The immediate follow-up to "Prince Caspian," "The Voyage of the Dawn Treader" is one of C.S. Lewis' classic Narnia series, and contains all the magic, wonder and adventure of the others in the series. Maybe more.
Like most of the Narnia books, "Voyage" takes little time to get moving. Edmund and Lucy are staying with their mean and arrogant little cousin Eustace (Peter and Susan are excised from the story for being too old), when the three children are pulled into the world of Narnia. Edmund and Lucy are delighted to have arrived, but Eustace is bitter at the situation. He is made even more bitter because of where they appear: In the middle of the ocean, where they are picked up by King Caspian on his ship, the Dawn Treader.
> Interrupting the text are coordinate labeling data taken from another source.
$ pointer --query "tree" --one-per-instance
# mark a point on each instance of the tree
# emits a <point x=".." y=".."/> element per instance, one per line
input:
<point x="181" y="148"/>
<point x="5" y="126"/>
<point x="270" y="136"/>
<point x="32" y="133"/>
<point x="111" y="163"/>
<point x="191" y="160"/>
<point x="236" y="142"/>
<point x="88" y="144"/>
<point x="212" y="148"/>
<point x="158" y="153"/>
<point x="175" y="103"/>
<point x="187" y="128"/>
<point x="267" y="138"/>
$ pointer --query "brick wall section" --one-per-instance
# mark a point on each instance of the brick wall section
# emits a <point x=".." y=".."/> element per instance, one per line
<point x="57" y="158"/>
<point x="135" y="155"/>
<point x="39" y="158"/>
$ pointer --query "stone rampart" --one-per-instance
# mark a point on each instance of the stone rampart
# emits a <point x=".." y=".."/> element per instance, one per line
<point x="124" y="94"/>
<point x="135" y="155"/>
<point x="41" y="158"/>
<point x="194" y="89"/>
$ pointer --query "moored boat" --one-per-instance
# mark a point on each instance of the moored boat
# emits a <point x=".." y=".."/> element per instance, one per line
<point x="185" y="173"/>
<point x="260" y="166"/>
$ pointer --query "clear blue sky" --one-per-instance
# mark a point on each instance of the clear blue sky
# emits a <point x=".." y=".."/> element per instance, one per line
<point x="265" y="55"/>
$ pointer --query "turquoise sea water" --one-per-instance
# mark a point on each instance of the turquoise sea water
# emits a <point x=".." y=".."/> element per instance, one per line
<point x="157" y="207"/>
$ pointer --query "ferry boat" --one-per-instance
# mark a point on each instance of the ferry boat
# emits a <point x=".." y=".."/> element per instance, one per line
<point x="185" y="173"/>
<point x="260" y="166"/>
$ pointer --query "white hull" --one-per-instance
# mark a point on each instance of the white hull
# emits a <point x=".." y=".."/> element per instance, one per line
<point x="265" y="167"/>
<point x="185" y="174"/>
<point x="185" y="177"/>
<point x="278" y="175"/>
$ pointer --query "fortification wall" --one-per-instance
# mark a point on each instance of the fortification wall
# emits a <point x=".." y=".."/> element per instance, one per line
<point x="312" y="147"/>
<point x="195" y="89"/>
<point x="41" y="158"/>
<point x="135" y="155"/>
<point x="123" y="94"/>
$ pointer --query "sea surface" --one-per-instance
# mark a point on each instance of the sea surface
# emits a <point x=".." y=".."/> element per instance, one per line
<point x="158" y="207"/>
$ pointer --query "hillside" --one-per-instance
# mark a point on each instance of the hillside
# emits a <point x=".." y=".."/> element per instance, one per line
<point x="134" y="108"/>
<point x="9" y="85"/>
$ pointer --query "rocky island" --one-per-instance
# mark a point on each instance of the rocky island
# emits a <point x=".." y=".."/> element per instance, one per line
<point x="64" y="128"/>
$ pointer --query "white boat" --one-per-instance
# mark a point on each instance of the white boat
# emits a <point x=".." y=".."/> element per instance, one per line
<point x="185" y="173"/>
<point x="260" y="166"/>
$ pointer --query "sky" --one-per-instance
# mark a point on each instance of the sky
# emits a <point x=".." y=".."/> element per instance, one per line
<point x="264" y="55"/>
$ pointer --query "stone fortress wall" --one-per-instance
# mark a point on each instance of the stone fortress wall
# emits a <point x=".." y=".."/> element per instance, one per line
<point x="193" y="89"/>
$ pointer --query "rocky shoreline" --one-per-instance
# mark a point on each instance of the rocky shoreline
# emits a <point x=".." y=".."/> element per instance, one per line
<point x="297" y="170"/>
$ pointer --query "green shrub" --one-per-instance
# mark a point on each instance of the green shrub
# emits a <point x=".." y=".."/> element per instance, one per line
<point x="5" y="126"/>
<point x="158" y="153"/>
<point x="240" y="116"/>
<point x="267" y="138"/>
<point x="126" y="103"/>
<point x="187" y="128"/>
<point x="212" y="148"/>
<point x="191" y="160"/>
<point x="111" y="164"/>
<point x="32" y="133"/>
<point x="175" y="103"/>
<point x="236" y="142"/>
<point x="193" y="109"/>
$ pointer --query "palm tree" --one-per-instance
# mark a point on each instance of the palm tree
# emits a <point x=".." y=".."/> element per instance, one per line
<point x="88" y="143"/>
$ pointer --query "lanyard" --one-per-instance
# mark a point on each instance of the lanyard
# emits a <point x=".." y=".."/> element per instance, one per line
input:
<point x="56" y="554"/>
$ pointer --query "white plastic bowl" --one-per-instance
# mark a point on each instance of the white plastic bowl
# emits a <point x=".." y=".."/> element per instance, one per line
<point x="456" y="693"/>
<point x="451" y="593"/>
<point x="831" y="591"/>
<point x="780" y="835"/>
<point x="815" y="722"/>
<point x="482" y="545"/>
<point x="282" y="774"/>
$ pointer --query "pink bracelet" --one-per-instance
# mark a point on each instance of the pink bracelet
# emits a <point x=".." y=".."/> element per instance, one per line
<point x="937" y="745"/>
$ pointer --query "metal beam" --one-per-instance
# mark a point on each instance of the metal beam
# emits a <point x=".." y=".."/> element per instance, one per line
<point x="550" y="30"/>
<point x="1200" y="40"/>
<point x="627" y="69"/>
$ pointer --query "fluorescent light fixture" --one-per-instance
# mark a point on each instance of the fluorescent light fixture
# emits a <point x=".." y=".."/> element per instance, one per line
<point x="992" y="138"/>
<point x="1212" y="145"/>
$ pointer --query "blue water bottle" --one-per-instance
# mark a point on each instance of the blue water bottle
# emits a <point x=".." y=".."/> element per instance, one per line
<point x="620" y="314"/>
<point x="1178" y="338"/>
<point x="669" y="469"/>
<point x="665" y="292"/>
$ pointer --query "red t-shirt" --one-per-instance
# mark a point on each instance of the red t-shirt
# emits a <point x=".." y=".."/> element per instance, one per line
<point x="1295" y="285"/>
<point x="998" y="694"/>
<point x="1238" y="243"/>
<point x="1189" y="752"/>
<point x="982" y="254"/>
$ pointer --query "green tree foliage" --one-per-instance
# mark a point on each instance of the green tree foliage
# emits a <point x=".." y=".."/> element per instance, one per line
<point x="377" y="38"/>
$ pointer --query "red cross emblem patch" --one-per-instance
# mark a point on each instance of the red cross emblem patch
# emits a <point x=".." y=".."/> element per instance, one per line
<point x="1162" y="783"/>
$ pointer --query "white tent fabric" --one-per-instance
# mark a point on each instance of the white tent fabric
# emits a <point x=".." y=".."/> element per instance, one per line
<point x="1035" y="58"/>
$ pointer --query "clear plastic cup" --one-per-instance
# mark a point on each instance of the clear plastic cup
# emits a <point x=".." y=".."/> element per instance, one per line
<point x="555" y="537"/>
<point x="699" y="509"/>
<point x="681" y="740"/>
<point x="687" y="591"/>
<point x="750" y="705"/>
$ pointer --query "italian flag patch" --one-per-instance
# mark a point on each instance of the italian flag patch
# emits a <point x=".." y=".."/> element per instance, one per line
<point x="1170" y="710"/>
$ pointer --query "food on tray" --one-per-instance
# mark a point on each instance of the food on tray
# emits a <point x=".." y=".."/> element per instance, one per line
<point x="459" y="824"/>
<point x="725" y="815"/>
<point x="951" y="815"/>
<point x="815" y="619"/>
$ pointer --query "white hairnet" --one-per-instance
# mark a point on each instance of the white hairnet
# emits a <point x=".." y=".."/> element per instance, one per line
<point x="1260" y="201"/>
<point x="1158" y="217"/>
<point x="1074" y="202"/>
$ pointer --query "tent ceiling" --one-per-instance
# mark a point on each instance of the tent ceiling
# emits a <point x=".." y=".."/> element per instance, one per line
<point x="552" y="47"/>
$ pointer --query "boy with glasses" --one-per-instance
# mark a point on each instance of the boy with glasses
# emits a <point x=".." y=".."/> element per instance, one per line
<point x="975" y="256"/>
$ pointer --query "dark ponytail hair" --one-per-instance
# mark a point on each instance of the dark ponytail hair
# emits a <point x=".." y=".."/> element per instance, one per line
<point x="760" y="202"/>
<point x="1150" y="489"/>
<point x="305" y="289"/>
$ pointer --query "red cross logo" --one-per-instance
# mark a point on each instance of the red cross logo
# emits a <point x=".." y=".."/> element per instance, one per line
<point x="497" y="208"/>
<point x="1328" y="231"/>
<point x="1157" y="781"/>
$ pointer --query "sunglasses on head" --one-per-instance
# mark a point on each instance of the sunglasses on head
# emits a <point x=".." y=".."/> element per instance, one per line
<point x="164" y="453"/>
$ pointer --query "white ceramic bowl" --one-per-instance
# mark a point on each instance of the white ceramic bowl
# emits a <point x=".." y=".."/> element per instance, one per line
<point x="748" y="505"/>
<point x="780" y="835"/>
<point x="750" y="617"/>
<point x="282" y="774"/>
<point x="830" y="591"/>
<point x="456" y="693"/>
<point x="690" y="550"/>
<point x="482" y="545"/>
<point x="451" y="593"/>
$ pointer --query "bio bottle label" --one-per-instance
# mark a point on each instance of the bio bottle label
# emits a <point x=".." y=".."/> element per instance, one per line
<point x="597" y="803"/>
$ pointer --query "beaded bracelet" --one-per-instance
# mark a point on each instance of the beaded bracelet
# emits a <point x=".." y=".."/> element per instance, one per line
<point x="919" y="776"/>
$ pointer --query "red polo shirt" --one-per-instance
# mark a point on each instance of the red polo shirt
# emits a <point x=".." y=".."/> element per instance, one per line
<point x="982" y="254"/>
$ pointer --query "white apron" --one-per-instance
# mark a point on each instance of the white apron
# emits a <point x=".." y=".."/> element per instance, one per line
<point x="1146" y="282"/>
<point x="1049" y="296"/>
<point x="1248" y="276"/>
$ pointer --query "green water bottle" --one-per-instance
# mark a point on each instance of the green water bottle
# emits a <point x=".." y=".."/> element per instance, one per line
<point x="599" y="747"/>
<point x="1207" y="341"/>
Caspian is in the midst of a grand journey in which he is trying to sail to the end of the world. Tossed into the mix is his quest to find seven companions of his father, who fled Narnia when the bad folks from "Prince Caspian" took over. The entire plot is little more than an excuse to sail to lands unknown and explore the most fantastic sights Narnia has to offer. The story does not fail in that endeavor.
While it begins as Another Narnia Adventure, "Voyage" quickly becomes an exploration adventure of the most classic kind, an archetype of a tale in which every action drives the characters towards the next episode and the next land of wonder. Like other timeless tales of this type, the device is remarkably effective in keeping the reader's interest and repeatedly engage one's sense of awe.
Naturally, there are Lessons thrown in for good measure. Lewis can occasionally grate with moralizing, but "Voyage's" moral tales are not grating in the least. Most are tales that have been told time and again throughout mankind's history. Each island has its own little moral message, but they are subtle, fit with the story well, serve the sense of wonder the reader feels, and never intrude on the tale. That's a welcome thing.
In the end, no terrible bad guy is vanquished. No kingdom is won. Nobody turns out to secretly be royalty. None of that. It simply ends when the quest is done. And that end satisfies.
"The Voyage of the Dawn Treader" may be the very best of the Narnia books and a journey for the ages. Here, Lewis crafts a classic tale of a fantastic journey, and he does so with a finely balanced sense of pacing. "Voyage" never fails to be engaging and will surely delight readers both young and old.